According to Swedish case law, a judgment given by a court in a state not being a contracting state to the Brussels I 2000 Regulation, Brussels I 2012 Regulation, Brussels Convention or Lugano Convention would only under certain circumstances be recognised and be regarded by a Swedish court as evidence of the outcome of the dispute to which such judgment relates, and a Swedish court would still, even if such circumstances were found to be applicable, have the possibility to rehear the dispute ab initio or may consider such judgment to be a matter of legal fact upon which a Swedish court may render its own judgment inquiring only as to whether all procedural aspects in the applicable courts of the non-contracting state have been observed.
VI LOAN TRADING
Most Swedish corporate loan agreements include transfer provisions, and loan participations are traded in Sweden similarly to other jurisdictions. As novation is not a recognised legal concept in Sweden and may have the result of restarting a hardening period for security, assignments and transfers are the recommended methods for transferring loan participations. Under Swedish law, an assignment of rights under a contract requires notice to the contract party (i.e., the borrower in a loan agreement context), so loan agreement clauses should ensure that the borrower is notified of any transfers.
Under a standard Swedish loan transfer clause, a proportional interest of any security interest is also transferred.
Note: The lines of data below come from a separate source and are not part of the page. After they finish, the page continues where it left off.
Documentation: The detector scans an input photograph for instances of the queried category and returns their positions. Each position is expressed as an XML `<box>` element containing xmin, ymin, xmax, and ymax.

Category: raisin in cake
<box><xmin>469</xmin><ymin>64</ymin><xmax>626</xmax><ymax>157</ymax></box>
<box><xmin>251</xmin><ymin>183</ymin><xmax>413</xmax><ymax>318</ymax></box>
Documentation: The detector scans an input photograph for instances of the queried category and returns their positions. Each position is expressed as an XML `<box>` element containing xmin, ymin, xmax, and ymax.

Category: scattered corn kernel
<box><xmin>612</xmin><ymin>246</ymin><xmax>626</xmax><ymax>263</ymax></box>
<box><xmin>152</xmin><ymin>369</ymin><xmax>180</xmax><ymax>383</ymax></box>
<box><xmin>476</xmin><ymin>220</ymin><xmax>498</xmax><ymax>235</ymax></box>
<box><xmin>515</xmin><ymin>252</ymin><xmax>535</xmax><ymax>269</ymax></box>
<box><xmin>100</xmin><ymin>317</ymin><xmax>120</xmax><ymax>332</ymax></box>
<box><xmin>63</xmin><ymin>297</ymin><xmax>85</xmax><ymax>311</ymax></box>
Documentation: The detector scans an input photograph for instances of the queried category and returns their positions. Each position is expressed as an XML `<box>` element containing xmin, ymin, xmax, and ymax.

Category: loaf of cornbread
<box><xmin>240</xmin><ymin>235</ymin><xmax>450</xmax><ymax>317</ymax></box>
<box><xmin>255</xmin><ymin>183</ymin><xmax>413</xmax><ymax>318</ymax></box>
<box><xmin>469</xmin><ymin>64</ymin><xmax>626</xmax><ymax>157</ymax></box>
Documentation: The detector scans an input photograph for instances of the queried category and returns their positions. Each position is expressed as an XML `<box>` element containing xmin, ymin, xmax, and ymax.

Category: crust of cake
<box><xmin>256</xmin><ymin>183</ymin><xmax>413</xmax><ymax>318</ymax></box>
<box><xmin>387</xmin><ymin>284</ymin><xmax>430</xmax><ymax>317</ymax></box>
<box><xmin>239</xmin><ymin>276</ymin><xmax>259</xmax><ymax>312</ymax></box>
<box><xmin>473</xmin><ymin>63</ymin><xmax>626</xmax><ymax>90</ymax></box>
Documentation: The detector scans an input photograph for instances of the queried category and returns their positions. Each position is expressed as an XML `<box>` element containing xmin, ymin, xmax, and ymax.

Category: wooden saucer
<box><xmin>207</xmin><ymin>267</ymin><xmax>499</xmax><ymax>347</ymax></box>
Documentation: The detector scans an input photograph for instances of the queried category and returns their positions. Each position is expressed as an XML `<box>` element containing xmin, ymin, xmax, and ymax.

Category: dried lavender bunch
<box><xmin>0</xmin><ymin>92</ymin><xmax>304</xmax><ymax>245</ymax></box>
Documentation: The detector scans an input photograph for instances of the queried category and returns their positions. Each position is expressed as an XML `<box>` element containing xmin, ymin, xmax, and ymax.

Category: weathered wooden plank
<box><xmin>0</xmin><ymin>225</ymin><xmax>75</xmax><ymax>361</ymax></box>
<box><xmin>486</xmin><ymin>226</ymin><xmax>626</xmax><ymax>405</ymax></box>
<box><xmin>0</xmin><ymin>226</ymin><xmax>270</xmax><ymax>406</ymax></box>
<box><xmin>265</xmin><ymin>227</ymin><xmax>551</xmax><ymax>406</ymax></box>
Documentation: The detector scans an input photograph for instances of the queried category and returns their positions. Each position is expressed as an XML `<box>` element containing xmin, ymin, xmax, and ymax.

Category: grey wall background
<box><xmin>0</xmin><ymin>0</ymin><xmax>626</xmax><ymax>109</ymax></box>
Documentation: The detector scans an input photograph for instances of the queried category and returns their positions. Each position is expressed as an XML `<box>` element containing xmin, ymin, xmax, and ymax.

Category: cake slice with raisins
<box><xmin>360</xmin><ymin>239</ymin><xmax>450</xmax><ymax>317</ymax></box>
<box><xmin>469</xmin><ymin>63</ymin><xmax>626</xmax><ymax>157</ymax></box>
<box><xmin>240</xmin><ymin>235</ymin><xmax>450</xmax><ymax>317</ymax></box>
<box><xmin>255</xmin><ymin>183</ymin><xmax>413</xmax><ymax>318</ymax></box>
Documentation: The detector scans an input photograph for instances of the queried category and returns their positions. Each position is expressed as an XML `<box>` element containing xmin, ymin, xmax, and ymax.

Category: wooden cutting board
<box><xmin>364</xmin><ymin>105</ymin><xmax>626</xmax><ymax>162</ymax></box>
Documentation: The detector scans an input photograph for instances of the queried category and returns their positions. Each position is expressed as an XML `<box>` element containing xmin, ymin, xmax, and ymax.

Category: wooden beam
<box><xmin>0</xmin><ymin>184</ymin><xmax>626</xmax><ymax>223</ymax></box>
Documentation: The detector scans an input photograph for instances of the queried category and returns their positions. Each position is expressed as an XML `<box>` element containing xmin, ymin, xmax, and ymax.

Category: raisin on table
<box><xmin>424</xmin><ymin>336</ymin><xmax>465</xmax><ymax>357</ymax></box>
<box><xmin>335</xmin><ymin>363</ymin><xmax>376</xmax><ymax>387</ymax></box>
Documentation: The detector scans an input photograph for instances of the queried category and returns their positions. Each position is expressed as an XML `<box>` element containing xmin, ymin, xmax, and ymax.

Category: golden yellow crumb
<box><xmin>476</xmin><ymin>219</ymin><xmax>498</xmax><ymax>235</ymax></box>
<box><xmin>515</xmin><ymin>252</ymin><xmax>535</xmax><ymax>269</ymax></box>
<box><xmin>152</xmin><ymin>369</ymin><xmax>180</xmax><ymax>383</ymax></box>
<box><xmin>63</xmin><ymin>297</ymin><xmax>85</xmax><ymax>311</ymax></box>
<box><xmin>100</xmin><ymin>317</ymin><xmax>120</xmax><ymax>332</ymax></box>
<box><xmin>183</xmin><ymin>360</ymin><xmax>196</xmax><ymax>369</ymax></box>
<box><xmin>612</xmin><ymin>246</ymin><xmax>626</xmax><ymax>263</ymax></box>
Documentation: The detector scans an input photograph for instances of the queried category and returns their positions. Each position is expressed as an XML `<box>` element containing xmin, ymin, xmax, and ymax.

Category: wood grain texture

That is sufficient to ensure that the related security will benefit the assignee from the transfer date.
Sub-participation and other forms of transfers without changing the lender of record are possible in Sweden and are common in the market. However, a sub-participation will normally not be legally enforceable against the borrower (as it is not notified of any transfer of rights), and the transaction is, therefore, dependent on the contractual terms between the lender of record and the sub-participant. The borrower will continue to make payments to the lender of record and will discharge its obligations by paying to the lender of record.
VII OUTLOOK AND CONCLUSIONS
As discussed in Section I, supra, the diversification of the Swedish market is likely to continue. While the Swedish banks are well capitalised and profitable, the banks will be under pressure from increased costs for capital requirements and other regulatory initiatives. That will probably continue to drive the market entry by other participants, such as Swedish and foreign credit funds and other alternative debt providers, such as insurance companies and similar. Swedish and pan-Nordic banks have generally been able to offer very competitive pricing on corporate loans and, thus, been able to hold onto a significant market share compared to, for example, international financial institutions. While it is likely that the banks will continue to be the main source for funding for Swedish borrowers, there is certainly scope for foreign and domestic debt providers to originate and execute loan transactions in Sweden.
1 Eric Halvarsson and Fredrik Gillgren are partners at Hamilton Advokatbyrå.